Elementary Separable Differential Equation with tricky integral

Hint: Apply the substitution $u=\frac{4}{x}$, then integrate by parts and then again look for a clever substitution to get to the form $\int\frac{1}{t^2+1}dt=arctan(t)$.

Hint Sometimes an integral $\int \sqrt{f(x)} \, dx$ can be resolved by rearranging $u = \sqrt{f(x)}$ to give a reverse substitution (where we may need to restrict the domain of $f$).

In our case, setting $u = \sqrt\frac{4 - x}{x}$ and rearranging and differentiating yields the substitution $$x = \frac{4}{u^2 + 1}, \qquad dx = -\frac{8 u\, du}{(u^2 + 1)^2},$$ which gives $$\int \sqrt\frac{4 - x}{x} dx = -8 \int \frac{u^2 \,du}{(u^2 + 1)^2} .$$ The latter integrand is rational and so can be solved with standard techniques.

The occurrence of the form $u^2 + 1$ in the denominator suggests the substitution $u = \tan \theta$, $du = \sec^2 \theta\, d\theta$.

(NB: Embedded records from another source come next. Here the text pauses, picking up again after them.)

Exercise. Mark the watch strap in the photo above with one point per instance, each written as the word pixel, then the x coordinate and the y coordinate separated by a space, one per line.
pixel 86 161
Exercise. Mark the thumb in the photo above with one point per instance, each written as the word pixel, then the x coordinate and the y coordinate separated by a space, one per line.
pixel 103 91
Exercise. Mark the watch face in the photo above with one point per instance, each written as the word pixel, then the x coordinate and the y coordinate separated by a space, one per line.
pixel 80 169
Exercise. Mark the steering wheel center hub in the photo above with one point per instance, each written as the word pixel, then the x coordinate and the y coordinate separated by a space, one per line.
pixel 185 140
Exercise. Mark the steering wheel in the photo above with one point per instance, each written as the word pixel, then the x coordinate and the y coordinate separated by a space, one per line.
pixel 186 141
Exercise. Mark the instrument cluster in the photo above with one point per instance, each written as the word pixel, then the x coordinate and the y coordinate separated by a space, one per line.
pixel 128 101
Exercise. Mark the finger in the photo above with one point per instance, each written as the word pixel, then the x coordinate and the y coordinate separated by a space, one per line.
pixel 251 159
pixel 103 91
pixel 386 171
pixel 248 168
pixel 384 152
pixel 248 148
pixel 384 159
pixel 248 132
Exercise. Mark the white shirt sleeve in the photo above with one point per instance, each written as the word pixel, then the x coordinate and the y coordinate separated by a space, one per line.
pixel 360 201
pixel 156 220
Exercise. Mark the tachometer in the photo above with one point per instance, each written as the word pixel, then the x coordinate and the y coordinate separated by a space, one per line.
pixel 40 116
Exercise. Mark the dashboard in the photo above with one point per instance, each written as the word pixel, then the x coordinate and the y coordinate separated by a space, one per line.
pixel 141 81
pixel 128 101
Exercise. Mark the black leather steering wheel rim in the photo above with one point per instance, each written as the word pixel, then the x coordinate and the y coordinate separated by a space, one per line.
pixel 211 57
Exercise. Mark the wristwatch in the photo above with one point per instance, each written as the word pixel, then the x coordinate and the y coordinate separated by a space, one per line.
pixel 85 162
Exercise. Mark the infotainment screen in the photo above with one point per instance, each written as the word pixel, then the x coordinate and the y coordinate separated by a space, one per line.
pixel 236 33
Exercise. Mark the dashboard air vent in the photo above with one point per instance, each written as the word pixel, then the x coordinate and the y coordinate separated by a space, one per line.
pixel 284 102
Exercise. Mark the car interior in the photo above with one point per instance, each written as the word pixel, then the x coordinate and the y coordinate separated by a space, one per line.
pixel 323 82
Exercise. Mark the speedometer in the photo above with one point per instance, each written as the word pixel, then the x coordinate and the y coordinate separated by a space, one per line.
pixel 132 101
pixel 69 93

Make the substitution $t = \sqrt{x}$, then

$$ \int 2\sqrt{4-x}\ \frac{dx}{2\sqrt{x}} = \int 2\sqrt{4-t^2}\ dt $$

This is a standard trig substitution. Let $t = 2\sin \theta$

\begin{align} \int 2\sqrt{4-t^2}dt &= \int 2\cdot 2\cos\theta\cdot 2\cos\theta\ d\theta \\ &= \int 8 \cos^2\theta\ d\theta \\ &= \int 4(1+\cos2\theta)\ d\theta \\ &= 4\theta + 2\sin2\theta + C \end{align}

Going backwards

\begin{align} 4\theta + 2\sin2\theta + C &= 4\theta + 4\sin\theta\cos \theta + C \\ &= 4\arctan\frac{t}{2} + t\sqrt{4-t^2} + C \\ &= 4\arcsin\frac{\sqrt{x}}{2} + \sqrt{x}\sqrt{4-x} + C \end{align}

Thankyou to the tips given. I will attempt to answer my question. $$ \sqrt{xy}~~\frac{dy}{dx}=\sqrt{4-x} \\ \sqrt{xy}~~ {dy}=\sqrt{4-x}~~dx \\ \sqrt{y}~~ {dy}=\sqrt{\frac{4-x}{x}}~~dx \\ \int \sqrt{y}~~ {dy}= \int \frac{ \sqrt {4-x}}{\sqrt x}~~dx \\ \frac{2}{3} y^{3/2} =\int \frac{ \sqrt {4-x}}{\sqrt x}~~dx \\ \text{ Make the substitution u = √x } \\ \frac{2}{3} y^{3/2} = 2\int \sqrt { 4- u^2} du \\ \\ \text{ Substitute w = u/2 } \\ \frac{2}{3} y^{3/2} = 8 \int \sqrt{ 1 - w ^2} ~dw \\ \text{ using trig substitution} \\ \frac{2}{3} y^{3/2} = 4 w \sqrt {1 -w^2}+4 \arcsin \left( w \right) + C \\ \text{back substituting } \\ \frac{2}{3} y^{3/2} = 4 \frac u 2 \sqrt {1 -\left( \frac u 2 \right) ^2}+4 \arcsin \left( \frac u 2 \right) + C \\ \frac{2}{3} y^{3/2} = 2 \sqrt x \sqrt {1 -\left( \frac {\sqrt x }{ 2} \right) ^2}+4 \arcsin \left( \frac {\sqrt x }{ 2} \right) + C \\ \frac{2}{3} y^{3/2} = 2 \sqrt x \sqrt {1 -\left( \frac {x}{4} \right)}+4 \arcsin \left( \frac {\sqrt x }{ 2} \right) + C \\ \frac{2}{3} y^{3/2} = 2 \sqrt x \frac{ \sqrt {4 -x }}{ \sqrt{4} } +4 \arcsin \left( \frac {\sqrt x }{ 2} \right) + C \\ \frac{2}{3} y^{3/2} = \sqrt x \sqrt {4 -x } +4 \arcsin \left( \frac {\sqrt x }{ 2} \right) + C \\ y^{3/2} =\frac{3}{2} \left( \sqrt x \sqrt {4 -x } +4 \arcsin \left( \frac {\sqrt x }{ 2} \right) + C \right) \\ y^{3/2} = \left( \frac{3}{2} \sqrt x \sqrt {4 -x } + 6 \arcsin \left( \frac {\sqrt x }{ 2} \right) + \frac 3 2 C \right) \\ y = \left( \frac{3}{2} \sqrt x \sqrt {4 -x } + 6 \arcsin \left( \frac {\sqrt x }{ 2} \right) + C \right) ^{2/3}$$